Non-Canadian investors who are considering real estate based lending in Canada should be aware of certain regulatory requirements or limitations in Canada.

Income Tax Act (Canada)

If a lender has a "permanent establishment" in Canada and carries on business in Canada, it will be subject to Canadian income taxes. A non-resident lender with no Canadian presence who lends to a Canadian borrower will not be subject to Canadian income tax on its business profits, even though some of its profits may be generated in Canada. However, the Canadian government does impose a withholding tax of 25% on most payments of interest by Canadian residents to foreign lenders. Bilateral tax treaties between Canada and the investor’s country may help by setting a lower withholding tax rate. As well, there are limited exemptions from Canadian withholding tax on interest. For example, there is no withholding tax on interest payable by a resident Canadian corporation to an arm’s length foreign lender, provided that no more than 25% of the principal amount of the loan is due within five years, except in certain circumstances, such as default in the scheduled payment of interest or principal.

Mortgage Brokers Act (Ontario)

A non-resident intending to provide mortgage loans in Ontario will have to consider the Mortgage Brokers Act (Ontario), which imposes certain constraints. In order to carry on a business involving lending on the security of real estate, a person or entity must be registered under the Act as a mortgage broker. Certain lenders are exempt, mainly financial institutions governed by other legislation, such as banks and trust companies. To become registered, an individual, partnership, association or corporation must be a Canadian citizen or permanent resident of Canada. The Mortgage Brokers Act (Ontario) does not permit corporations to carry on business as mortgage brokers if the total percentage of shares held by non-residents exceeds 25%, the percentage of shares held by a single non-resident exceeds 10%, or if the corporation has not been incorporated in Ontario or federally.

The requirement for permanent residency (essentially, being required to have an office in Ontario) may be problematic for foreign lenders who wish to lend into Canada without establishing a new business in Canada.

Bank Act (Canada)

The 1999 amendments to the Bank Act, enabling foreign banks to establish and operate full service or lending branches in Canada, provide investment opportunities by reducing both barriers to entry and costs of administration. Foreign banks no longer have to incorporate a Canadian subsidiary or open a representative office. The amendments will hopefully promote foreign bank presence in Canada and encourage competition in the financial services sector.

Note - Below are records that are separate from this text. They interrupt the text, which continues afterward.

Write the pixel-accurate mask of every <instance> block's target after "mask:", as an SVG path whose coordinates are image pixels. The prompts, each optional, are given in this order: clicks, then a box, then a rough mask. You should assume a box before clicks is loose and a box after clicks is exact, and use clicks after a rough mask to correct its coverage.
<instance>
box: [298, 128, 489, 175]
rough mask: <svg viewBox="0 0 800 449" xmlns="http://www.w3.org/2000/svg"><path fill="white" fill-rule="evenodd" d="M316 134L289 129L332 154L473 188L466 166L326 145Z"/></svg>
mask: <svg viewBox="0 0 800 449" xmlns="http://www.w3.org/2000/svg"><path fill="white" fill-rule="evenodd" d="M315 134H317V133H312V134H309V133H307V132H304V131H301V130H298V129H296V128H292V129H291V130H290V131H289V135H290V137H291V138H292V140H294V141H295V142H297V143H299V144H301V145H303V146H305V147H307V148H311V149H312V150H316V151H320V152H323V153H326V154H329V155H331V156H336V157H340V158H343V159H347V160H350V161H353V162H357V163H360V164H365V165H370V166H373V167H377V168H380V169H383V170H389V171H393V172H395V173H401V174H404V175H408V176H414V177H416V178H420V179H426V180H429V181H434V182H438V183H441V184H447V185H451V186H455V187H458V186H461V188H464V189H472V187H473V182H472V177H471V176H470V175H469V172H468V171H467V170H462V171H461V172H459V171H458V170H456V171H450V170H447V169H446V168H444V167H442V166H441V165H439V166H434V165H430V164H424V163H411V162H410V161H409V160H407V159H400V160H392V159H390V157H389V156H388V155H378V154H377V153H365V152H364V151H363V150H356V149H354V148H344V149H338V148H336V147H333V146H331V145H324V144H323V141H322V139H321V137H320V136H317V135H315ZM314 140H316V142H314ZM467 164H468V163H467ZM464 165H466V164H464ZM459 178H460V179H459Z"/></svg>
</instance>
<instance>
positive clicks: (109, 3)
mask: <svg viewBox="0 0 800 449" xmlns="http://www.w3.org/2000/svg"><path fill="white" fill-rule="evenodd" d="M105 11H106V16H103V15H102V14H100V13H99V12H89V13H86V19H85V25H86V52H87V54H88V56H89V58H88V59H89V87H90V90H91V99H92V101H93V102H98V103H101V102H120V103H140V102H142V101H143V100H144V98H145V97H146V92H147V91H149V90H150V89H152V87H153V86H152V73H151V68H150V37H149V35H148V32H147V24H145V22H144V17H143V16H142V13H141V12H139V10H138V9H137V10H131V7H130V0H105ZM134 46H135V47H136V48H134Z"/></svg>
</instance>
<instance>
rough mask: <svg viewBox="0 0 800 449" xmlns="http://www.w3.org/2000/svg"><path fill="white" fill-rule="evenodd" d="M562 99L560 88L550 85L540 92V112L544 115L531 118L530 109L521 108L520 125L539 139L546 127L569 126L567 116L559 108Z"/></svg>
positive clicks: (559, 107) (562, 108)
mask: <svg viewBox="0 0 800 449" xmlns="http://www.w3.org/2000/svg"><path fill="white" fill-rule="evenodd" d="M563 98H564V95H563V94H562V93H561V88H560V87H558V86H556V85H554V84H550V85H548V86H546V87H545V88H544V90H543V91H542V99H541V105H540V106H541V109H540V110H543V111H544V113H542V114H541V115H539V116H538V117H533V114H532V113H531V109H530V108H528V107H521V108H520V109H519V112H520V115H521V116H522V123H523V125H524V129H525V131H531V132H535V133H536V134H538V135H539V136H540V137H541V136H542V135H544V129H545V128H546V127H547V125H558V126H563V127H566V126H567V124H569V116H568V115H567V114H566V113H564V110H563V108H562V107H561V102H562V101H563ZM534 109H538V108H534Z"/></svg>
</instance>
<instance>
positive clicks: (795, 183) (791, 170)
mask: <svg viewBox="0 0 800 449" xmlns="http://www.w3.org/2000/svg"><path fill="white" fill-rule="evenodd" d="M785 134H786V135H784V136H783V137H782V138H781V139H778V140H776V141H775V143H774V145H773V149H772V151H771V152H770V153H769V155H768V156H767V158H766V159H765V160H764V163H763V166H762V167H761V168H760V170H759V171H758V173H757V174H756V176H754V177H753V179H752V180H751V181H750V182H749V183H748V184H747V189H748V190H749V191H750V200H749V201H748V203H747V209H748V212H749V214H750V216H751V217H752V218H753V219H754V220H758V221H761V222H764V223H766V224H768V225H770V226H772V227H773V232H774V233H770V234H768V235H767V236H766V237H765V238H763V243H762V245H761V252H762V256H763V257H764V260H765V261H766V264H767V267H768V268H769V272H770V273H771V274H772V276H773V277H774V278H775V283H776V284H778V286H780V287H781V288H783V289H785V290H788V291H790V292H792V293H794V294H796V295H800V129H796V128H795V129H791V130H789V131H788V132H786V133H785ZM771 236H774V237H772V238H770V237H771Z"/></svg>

Foreign bank branches generally have the same abilities as domestic banks and foreign bank subsidiaries, with the exception of taking deposits. Generally, full-service foreign branches may not accept retail deposits, which are deposits of less than $150,000, and lending branches may not accept any deposits or borrow funds except from other financial institutions. For lending branches only a minimal capital deposit of $100,000 is required. For both branches, there is an increased ability to rely on the corporate governance processes of the parent and the branches are less regulated. For example, foreign bank branches cannot be members of Canada Deposit Insurance Corporation and thus can avoid the costly regulatory compliance process associated with being a member. The ability of a foreign bank branch to lever off the capital of its parent bank gives foreign banks a greater opportunity to focus on commercial banking and engage in various lending activities.

The Income Tax Act was also amended to ensure that foreign bank branches would be subject to tax treatment equivalent to that which applied to Canadian domestic banks. For example, Canadian borrowers can make interest payments to authorized foreign banks without withholding tax since those banks are deemed to be resident in Canada for the purposes of amounts paid or credited to the bank when the payments are in respect of that bank’s Canadian banking business.

The content of this article is intended to provide a general guide to the subject matter. Specialist advice should be sought about your specific circumstances.